Der Branche in der Region geht es gut. Culmann: „Sicher gibt es auch ein paar Betriebe, die nicht ganz so viel zu tun haben, aber insgesamt sind die Kollegen zufrieden.“ Und wie ist das Tischlerhandwerk im Bergischen Land strukturiert? Gut die Hälfte der fast 170 Mitgliedsbetriebe seien Schreinereien, die Tischlerarbeiten quer Beet ausführen, ohne sich spezialisiert zu haben. Nach wie vor bieten viele Unternehmen auch Bestattungen an – diese Leistung hat einen Anteil am Gesamtumsatz der Branche von zehn bis zwölf Prozent. Zahlreiche Betriebe hätten Schwerpunkte gesetzt, beispielsweise im Ladenbau, in der Ausstattung von Praxen und Büros oder in der Fertigung von Fenstern und Türen. Der klassische Möbelbau hingegen spielt nur noch eine sehr untergeordnete Rolle. „Es ist sehr schwierig geworden, mit den Mobelhäusern mitzuhalten“, sagt Achim Culmann.

Bekommt das Tischlerhandwerk den Nachwuchs, den es braucht? „Jaaaa“, antwortet der Obermeister ein wenig gedehnt, „mit unserer Unterstützung.“ Vorletzte Woche, fügt er hinzu, habe er zum zweiten Mal das „Kracher-Erlebnis“ gehabt, dass einem Menschen mit Abitur zum Stichwort „Pi“ nur einfiel, dass er davon schon mal etwas gehört habe. Eine genaue Zahl habe der Gesprächspartner aber nicht damit verbunden. Andere hätten ihm erzählt, dass sie Pi großzügig mit drei rechneten. „Das kann richtig teuer werden, denn wenn der Umleimer aus Ebenholz gefertigt werden soll und bereits zugeschnitten, aber leider vier Millimeter zu kurz geraten ist, dann kostet das Geld“, erklärt Culmann. Er fordert Hingabe und Leidenschaft für den Beruf. Ein Problem sei, dass sich viele Menschen nicht mehr spielerisch mit bestimmten Aufgaben auseinandersetzen, weil sie die Lösung lieber im Internet nachschlagen. Gerade junge Leute sollten hingegen viel mehr forschen, experimentieren und ausprobieren, fordert er.

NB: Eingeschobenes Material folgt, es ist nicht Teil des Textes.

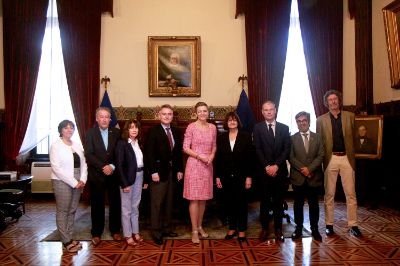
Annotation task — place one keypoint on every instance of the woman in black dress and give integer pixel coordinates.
(233, 170)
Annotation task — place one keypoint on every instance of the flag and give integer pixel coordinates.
(107, 103)
(245, 113)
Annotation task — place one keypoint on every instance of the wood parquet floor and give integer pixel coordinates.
(20, 244)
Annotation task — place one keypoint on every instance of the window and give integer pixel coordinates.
(52, 102)
(296, 94)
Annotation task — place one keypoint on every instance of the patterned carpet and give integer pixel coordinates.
(20, 244)
(212, 224)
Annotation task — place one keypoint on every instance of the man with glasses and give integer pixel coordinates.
(306, 156)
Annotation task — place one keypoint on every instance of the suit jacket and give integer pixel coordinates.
(324, 128)
(313, 160)
(158, 155)
(237, 162)
(97, 156)
(271, 152)
(126, 164)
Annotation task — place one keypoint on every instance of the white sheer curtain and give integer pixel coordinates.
(296, 95)
(52, 102)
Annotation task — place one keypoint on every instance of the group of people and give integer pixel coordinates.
(120, 165)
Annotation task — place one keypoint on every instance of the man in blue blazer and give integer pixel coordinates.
(306, 176)
(99, 152)
(163, 160)
(272, 143)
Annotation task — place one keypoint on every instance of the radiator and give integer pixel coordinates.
(41, 181)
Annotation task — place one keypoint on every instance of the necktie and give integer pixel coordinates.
(171, 144)
(271, 131)
(306, 142)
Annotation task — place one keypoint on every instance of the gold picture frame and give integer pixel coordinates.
(391, 18)
(174, 66)
(368, 136)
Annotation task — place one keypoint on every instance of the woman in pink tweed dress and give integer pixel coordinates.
(200, 144)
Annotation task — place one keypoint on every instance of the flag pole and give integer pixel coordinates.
(242, 79)
(105, 80)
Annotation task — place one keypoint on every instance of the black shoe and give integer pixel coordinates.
(158, 240)
(354, 231)
(242, 238)
(279, 236)
(229, 237)
(329, 230)
(316, 235)
(263, 235)
(170, 234)
(297, 233)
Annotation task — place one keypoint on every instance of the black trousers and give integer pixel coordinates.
(161, 202)
(235, 200)
(99, 186)
(300, 194)
(273, 190)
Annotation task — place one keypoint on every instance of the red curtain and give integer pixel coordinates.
(24, 23)
(322, 32)
(80, 28)
(363, 52)
(267, 28)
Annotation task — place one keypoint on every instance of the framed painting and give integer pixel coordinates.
(368, 136)
(391, 18)
(174, 66)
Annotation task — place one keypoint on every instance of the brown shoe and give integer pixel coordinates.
(263, 236)
(117, 237)
(96, 241)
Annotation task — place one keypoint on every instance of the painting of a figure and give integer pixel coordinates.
(174, 66)
(368, 136)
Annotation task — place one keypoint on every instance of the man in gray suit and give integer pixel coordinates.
(306, 156)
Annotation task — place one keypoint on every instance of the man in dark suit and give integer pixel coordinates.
(99, 151)
(306, 156)
(272, 143)
(336, 127)
(163, 159)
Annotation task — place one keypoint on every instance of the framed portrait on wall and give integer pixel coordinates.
(174, 66)
(368, 136)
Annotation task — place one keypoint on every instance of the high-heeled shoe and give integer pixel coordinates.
(202, 232)
(137, 237)
(130, 241)
(242, 236)
(195, 237)
(230, 236)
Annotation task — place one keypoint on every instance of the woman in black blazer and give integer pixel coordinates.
(129, 166)
(233, 169)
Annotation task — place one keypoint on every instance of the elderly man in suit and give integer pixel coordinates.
(99, 151)
(163, 159)
(306, 156)
(272, 143)
(336, 128)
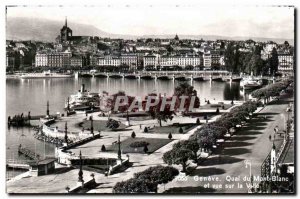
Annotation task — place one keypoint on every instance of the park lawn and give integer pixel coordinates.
(215, 106)
(99, 125)
(174, 129)
(154, 144)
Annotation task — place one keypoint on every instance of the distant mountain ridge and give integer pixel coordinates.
(47, 30)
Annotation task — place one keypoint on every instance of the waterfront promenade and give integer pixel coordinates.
(250, 143)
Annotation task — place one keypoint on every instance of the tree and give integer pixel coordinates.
(133, 134)
(191, 145)
(158, 174)
(185, 89)
(103, 148)
(229, 57)
(156, 112)
(170, 136)
(111, 102)
(273, 61)
(178, 156)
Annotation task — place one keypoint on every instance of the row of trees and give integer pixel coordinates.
(206, 137)
(155, 111)
(147, 180)
(271, 90)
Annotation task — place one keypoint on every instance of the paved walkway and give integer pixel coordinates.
(227, 168)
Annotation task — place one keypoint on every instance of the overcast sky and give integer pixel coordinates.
(270, 22)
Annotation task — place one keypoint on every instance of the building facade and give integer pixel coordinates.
(41, 59)
(182, 61)
(150, 60)
(215, 58)
(130, 60)
(76, 61)
(109, 60)
(207, 60)
(285, 63)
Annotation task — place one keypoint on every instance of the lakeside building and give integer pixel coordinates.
(215, 58)
(41, 59)
(182, 61)
(59, 59)
(207, 60)
(285, 62)
(76, 61)
(109, 60)
(53, 59)
(130, 60)
(150, 60)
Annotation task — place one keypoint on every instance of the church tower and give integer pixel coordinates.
(65, 32)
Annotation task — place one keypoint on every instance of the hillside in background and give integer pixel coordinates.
(47, 30)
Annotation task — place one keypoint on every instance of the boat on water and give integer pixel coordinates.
(251, 83)
(83, 100)
(45, 74)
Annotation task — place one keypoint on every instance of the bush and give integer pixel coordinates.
(103, 148)
(134, 185)
(139, 144)
(133, 134)
(158, 174)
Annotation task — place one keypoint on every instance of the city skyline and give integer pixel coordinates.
(240, 21)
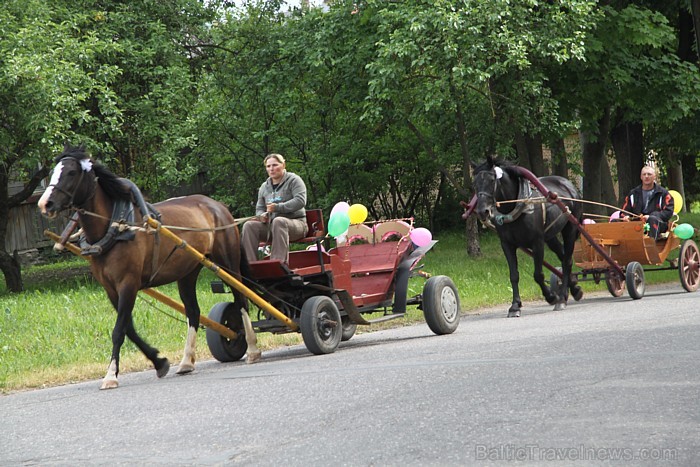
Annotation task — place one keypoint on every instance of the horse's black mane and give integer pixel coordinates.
(112, 184)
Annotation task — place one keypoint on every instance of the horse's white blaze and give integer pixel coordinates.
(55, 177)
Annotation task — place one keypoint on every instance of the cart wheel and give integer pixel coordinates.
(441, 305)
(349, 329)
(321, 326)
(689, 266)
(634, 277)
(223, 349)
(615, 283)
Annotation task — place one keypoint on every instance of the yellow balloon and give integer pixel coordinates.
(677, 201)
(357, 213)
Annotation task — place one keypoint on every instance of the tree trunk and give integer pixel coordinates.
(628, 143)
(675, 177)
(695, 8)
(9, 265)
(560, 164)
(607, 187)
(593, 146)
(471, 227)
(12, 270)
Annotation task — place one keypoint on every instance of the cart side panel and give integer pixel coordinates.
(373, 268)
(624, 241)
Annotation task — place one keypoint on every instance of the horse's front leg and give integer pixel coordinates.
(511, 254)
(187, 288)
(123, 303)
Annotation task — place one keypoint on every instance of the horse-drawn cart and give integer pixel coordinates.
(615, 251)
(324, 294)
(632, 253)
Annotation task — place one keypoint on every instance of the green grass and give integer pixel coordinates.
(59, 329)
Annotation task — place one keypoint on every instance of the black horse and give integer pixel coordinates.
(529, 225)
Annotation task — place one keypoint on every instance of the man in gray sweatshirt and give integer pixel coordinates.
(280, 212)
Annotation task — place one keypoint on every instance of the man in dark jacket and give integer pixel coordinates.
(651, 202)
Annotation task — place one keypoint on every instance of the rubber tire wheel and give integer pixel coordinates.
(349, 329)
(615, 284)
(634, 277)
(321, 326)
(441, 305)
(223, 349)
(689, 266)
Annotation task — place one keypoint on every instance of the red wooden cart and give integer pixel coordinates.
(325, 295)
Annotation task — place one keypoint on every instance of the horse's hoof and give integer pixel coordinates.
(162, 367)
(109, 384)
(185, 368)
(254, 357)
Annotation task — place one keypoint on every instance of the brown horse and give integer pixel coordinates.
(123, 267)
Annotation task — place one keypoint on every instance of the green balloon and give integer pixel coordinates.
(338, 223)
(684, 231)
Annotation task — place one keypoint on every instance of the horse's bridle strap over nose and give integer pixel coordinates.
(71, 196)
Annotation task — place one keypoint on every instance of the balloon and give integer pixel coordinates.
(421, 236)
(338, 223)
(340, 207)
(357, 213)
(684, 231)
(677, 201)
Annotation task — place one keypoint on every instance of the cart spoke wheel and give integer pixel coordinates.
(441, 305)
(321, 326)
(634, 277)
(689, 266)
(615, 283)
(221, 348)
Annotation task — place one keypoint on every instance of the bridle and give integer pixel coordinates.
(71, 196)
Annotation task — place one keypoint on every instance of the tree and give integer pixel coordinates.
(47, 78)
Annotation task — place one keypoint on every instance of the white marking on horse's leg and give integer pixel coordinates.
(254, 355)
(188, 357)
(110, 379)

In jedem Fall sei die Tischlerei nach wie vor ein sehr attraktiver Beruf für junge Menschen. Die Ausbildungszahlen in der Region sind denn auch seit einigen Jahren stabil. Derzeit erlernen 184 junge Frauen und Männern im Bergischen Land den Beruf des Tischlers. Sie schließen ihre Ausbildung mit einem Gesellenstück ab. Und diese Möbel werden jedes Jahr im Rahmen des Wettbewerbs „Die gute Form“ bewertet und öffentlich gezeigt. Die Innung stellt die Gesellenstücke bei einem Holzhändler im Oberbergischen aus und hat in der Halle des Unternehmens eine ideale Plattform gefunden. Culmann: „Da kommt das Radio und interviewt die jungen Leute, da fahren wildfremde Leute mit dem Auto hin, um sich die Stücke anzusehen – das ist einfach eine tolle Sache und eine wunderbare Werbung für unser Handwerk.“ Er wünscht sich, dass die besten Stücke aus Nordrhein-Westfalen auf Plakatwänden gezeigt würden, um die Kreativität im Tischlerhandwerk zu demonstrieren.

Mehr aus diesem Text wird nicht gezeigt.